The thing of it is how it shaped me, this feeling I had, standing next to someone who made me feel damaged. She was what smart looked like. She was who you had to be to deserve praise from teachers, parents, and everyone who mattered. And because we were salt-and-pepper-shakered together so young, I didn’t know anything else but that I was the other one, the one who got in trouble, the undeserving one. And I formed my identity around this. I had to act like it didn’t hurt, it didn’t matter, like being smart and good wasn’t a thing I cared about, and basking in the warm glow of approval wasn’t what I craved. Those were her things, her world, and I didn’t fit in it any more than I fit in her jeans.

So I became gregarious and noisy, and I hid inside books. I overcompensated socially. I didn’t see success as possible, so I focused on being liked. These things served me as far as defense mechanisms go. If you’re not making jokes through uncomfortable situations, what are you even doing? Writing was an outlet for the frustration I tried to articulate with the vocabulary I built through reading. My creativity may have been the reservoir my failed intelligence wandered over to when it got bruised by medium-sized grades or an hour watching my fat body in a leotard next to all the skinny ones in the mirror at dance class. I played piano and sang in the church choir. The same teachers who were dismissive and apathetic toward me as a student noticed me in school plays.

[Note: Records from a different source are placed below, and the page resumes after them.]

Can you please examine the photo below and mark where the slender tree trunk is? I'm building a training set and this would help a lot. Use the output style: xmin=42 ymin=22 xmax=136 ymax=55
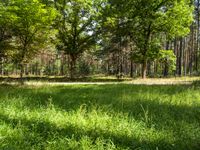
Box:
xmin=178 ymin=38 xmax=183 ymax=76
xmin=142 ymin=60 xmax=147 ymax=79
xmin=163 ymin=41 xmax=169 ymax=77
xmin=130 ymin=60 xmax=133 ymax=78
xmin=20 ymin=63 xmax=24 ymax=85
xmin=70 ymin=55 xmax=76 ymax=79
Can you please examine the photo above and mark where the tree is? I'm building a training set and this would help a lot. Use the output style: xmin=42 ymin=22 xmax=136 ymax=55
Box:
xmin=108 ymin=0 xmax=193 ymax=78
xmin=54 ymin=0 xmax=102 ymax=78
xmin=7 ymin=0 xmax=56 ymax=79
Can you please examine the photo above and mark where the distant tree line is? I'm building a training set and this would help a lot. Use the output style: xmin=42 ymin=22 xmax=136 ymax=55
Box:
xmin=0 ymin=0 xmax=200 ymax=78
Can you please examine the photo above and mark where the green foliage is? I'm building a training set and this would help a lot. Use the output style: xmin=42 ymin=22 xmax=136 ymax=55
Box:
xmin=158 ymin=50 xmax=176 ymax=71
xmin=7 ymin=0 xmax=56 ymax=63
xmin=0 ymin=84 xmax=200 ymax=150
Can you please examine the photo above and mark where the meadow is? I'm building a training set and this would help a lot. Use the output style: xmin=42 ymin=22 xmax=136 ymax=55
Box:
xmin=0 ymin=82 xmax=200 ymax=150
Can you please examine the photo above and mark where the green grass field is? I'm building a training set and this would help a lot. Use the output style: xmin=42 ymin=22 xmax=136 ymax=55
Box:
xmin=0 ymin=84 xmax=200 ymax=150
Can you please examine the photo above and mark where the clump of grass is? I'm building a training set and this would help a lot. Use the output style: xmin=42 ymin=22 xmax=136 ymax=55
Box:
xmin=0 ymin=84 xmax=200 ymax=150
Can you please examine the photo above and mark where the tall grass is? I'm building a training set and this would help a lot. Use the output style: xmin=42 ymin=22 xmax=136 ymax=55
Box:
xmin=0 ymin=84 xmax=200 ymax=150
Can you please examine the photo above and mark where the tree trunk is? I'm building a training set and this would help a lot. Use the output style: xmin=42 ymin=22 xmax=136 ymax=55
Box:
xmin=20 ymin=64 xmax=24 ymax=85
xmin=70 ymin=55 xmax=76 ymax=79
xmin=142 ymin=60 xmax=147 ymax=79
xmin=178 ymin=38 xmax=183 ymax=76
xmin=130 ymin=60 xmax=133 ymax=78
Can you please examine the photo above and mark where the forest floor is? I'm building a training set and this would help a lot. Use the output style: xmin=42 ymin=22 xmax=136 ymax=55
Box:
xmin=0 ymin=76 xmax=200 ymax=85
xmin=0 ymin=78 xmax=200 ymax=150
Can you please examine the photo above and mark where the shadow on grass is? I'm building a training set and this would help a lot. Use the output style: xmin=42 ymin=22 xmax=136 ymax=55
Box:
xmin=0 ymin=85 xmax=200 ymax=149
xmin=0 ymin=77 xmax=132 ymax=83
xmin=0 ymin=115 xmax=173 ymax=150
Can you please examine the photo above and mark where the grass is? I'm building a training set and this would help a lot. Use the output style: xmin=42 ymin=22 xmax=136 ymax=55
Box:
xmin=0 ymin=83 xmax=200 ymax=150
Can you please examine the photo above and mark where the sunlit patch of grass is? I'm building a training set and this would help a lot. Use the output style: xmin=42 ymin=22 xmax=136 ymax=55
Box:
xmin=0 ymin=84 xmax=200 ymax=150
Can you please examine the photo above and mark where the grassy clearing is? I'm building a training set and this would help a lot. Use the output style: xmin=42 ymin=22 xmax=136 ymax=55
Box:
xmin=0 ymin=84 xmax=200 ymax=150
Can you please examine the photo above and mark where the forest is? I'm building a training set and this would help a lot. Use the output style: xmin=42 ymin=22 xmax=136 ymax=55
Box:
xmin=0 ymin=0 xmax=200 ymax=78
xmin=0 ymin=0 xmax=200 ymax=150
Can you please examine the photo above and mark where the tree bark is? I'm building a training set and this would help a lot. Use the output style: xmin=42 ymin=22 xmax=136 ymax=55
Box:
xmin=142 ymin=60 xmax=147 ymax=79
xmin=20 ymin=63 xmax=24 ymax=85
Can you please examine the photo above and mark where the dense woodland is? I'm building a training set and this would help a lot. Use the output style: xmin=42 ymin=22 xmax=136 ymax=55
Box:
xmin=0 ymin=0 xmax=200 ymax=78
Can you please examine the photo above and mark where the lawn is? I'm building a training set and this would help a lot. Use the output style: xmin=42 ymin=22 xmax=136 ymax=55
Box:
xmin=0 ymin=84 xmax=200 ymax=150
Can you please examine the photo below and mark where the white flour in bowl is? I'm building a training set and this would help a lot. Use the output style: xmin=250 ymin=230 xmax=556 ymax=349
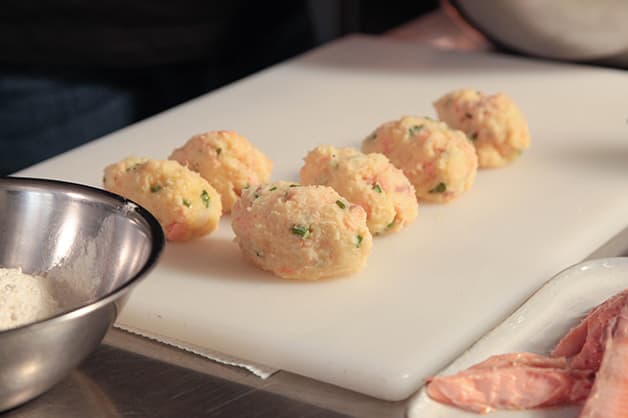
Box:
xmin=0 ymin=268 xmax=61 ymax=331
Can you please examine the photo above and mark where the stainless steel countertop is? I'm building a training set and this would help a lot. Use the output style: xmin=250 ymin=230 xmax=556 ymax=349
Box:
xmin=0 ymin=12 xmax=628 ymax=418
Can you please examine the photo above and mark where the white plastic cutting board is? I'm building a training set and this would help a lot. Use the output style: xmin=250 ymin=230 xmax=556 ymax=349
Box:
xmin=19 ymin=37 xmax=628 ymax=400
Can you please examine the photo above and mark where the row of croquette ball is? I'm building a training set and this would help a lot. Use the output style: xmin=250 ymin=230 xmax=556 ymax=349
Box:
xmin=103 ymin=89 xmax=530 ymax=280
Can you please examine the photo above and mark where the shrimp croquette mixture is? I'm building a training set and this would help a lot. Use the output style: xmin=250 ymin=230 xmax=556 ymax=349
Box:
xmin=434 ymin=89 xmax=530 ymax=168
xmin=103 ymin=89 xmax=530 ymax=280
xmin=301 ymin=146 xmax=418 ymax=234
xmin=103 ymin=157 xmax=222 ymax=241
xmin=362 ymin=116 xmax=478 ymax=203
xmin=231 ymin=182 xmax=373 ymax=280
xmin=169 ymin=131 xmax=273 ymax=213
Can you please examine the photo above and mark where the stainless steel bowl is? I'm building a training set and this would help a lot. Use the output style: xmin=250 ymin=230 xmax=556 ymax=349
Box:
xmin=0 ymin=177 xmax=164 ymax=411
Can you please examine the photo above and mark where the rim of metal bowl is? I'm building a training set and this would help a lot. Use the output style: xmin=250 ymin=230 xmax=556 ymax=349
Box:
xmin=0 ymin=176 xmax=165 ymax=335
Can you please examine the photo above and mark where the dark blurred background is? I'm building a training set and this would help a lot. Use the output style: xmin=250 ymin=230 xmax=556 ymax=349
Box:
xmin=0 ymin=0 xmax=438 ymax=175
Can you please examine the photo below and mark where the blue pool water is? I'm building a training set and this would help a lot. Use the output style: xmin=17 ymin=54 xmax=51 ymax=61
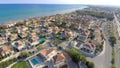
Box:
xmin=37 ymin=38 xmax=45 ymax=43
xmin=31 ymin=58 xmax=39 ymax=65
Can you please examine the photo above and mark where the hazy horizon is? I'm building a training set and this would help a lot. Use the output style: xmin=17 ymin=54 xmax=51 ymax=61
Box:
xmin=0 ymin=0 xmax=120 ymax=6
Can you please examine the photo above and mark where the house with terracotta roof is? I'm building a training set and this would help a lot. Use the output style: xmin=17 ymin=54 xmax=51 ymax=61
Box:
xmin=79 ymin=43 xmax=96 ymax=55
xmin=39 ymin=48 xmax=56 ymax=60
xmin=12 ymin=40 xmax=25 ymax=50
xmin=53 ymin=52 xmax=67 ymax=68
xmin=5 ymin=29 xmax=11 ymax=36
xmin=0 ymin=45 xmax=10 ymax=56
xmin=18 ymin=32 xmax=28 ymax=38
xmin=92 ymin=29 xmax=102 ymax=45
xmin=28 ymin=37 xmax=39 ymax=46
xmin=0 ymin=36 xmax=8 ymax=45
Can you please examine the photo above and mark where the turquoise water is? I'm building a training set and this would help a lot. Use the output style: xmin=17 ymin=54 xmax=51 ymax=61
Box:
xmin=37 ymin=38 xmax=45 ymax=43
xmin=31 ymin=58 xmax=39 ymax=65
xmin=0 ymin=4 xmax=87 ymax=23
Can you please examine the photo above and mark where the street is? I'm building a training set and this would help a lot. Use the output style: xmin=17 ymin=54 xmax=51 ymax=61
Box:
xmin=87 ymin=22 xmax=112 ymax=68
xmin=113 ymin=14 xmax=120 ymax=68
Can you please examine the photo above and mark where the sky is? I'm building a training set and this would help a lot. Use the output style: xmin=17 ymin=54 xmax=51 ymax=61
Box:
xmin=0 ymin=0 xmax=120 ymax=6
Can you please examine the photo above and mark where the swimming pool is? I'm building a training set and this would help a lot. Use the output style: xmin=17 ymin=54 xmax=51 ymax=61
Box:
xmin=37 ymin=38 xmax=45 ymax=43
xmin=31 ymin=58 xmax=39 ymax=65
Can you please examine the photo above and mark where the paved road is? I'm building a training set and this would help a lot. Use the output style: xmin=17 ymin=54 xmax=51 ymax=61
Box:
xmin=87 ymin=23 xmax=112 ymax=68
xmin=113 ymin=14 xmax=120 ymax=68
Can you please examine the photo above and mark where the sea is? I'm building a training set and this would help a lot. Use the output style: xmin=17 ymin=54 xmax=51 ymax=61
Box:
xmin=0 ymin=4 xmax=88 ymax=23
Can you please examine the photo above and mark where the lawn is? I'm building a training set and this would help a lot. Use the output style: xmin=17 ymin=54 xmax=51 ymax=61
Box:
xmin=11 ymin=61 xmax=28 ymax=68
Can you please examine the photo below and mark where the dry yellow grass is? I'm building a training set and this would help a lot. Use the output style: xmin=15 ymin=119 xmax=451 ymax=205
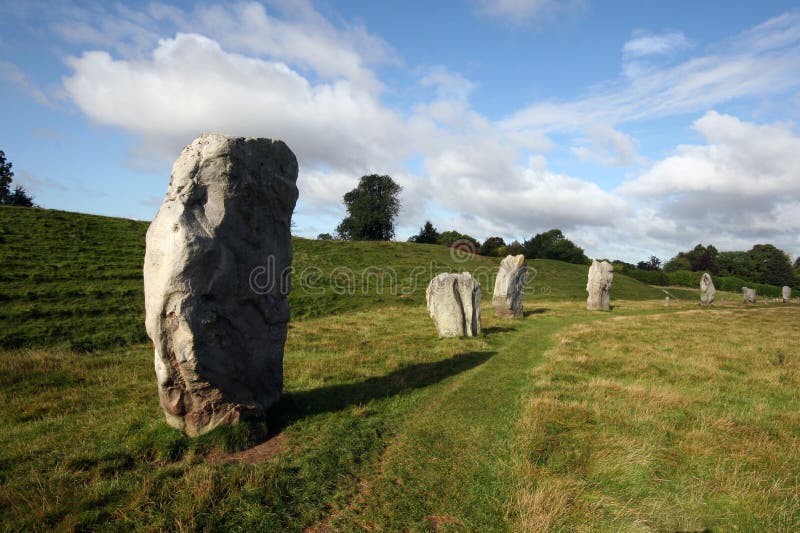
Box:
xmin=509 ymin=302 xmax=800 ymax=531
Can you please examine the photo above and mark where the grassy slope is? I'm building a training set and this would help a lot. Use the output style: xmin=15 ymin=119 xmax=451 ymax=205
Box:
xmin=0 ymin=207 xmax=662 ymax=351
xmin=0 ymin=301 xmax=800 ymax=531
xmin=0 ymin=206 xmax=800 ymax=531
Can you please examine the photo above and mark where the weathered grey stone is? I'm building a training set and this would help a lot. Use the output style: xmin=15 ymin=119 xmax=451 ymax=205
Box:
xmin=742 ymin=287 xmax=756 ymax=304
xmin=586 ymin=261 xmax=614 ymax=311
xmin=492 ymin=255 xmax=528 ymax=318
xmin=425 ymin=272 xmax=481 ymax=337
xmin=144 ymin=134 xmax=298 ymax=436
xmin=700 ymin=272 xmax=717 ymax=305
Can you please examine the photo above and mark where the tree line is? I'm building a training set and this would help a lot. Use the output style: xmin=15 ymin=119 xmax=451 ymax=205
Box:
xmin=614 ymin=244 xmax=800 ymax=287
xmin=317 ymin=174 xmax=590 ymax=264
xmin=0 ymin=150 xmax=34 ymax=207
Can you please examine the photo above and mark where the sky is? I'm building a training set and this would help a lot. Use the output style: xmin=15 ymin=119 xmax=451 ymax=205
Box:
xmin=0 ymin=0 xmax=800 ymax=262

I have always felt pulled to the arts. But I wonder, would I have jumped so fully into that world if I had not felt so completely cast out of academia, traditional prettiness, and behavioral lady-like-ness because I lived around the corner from a perfect girl when I was four years old and became a bookend? And would my friend have been organically perfect if she had not lived in the chill of her parents’ marriage, a house with perpetually drawn curtains and dinners in silence? Did she hide in schoolwork as I did in books? Would she have forgotten homework, gotten in trouble, and smoked heartily in the woods with me that day if she had the freedom to be who she was and not who she had to be to survive?

I feel bad for us both, we were just eleven for god’s sake. And I guess this is the story of us all, navigating what we were given, what we are stuck with, and how we figure it out. Maybe that’s why we go to the woods and smoke in the first place.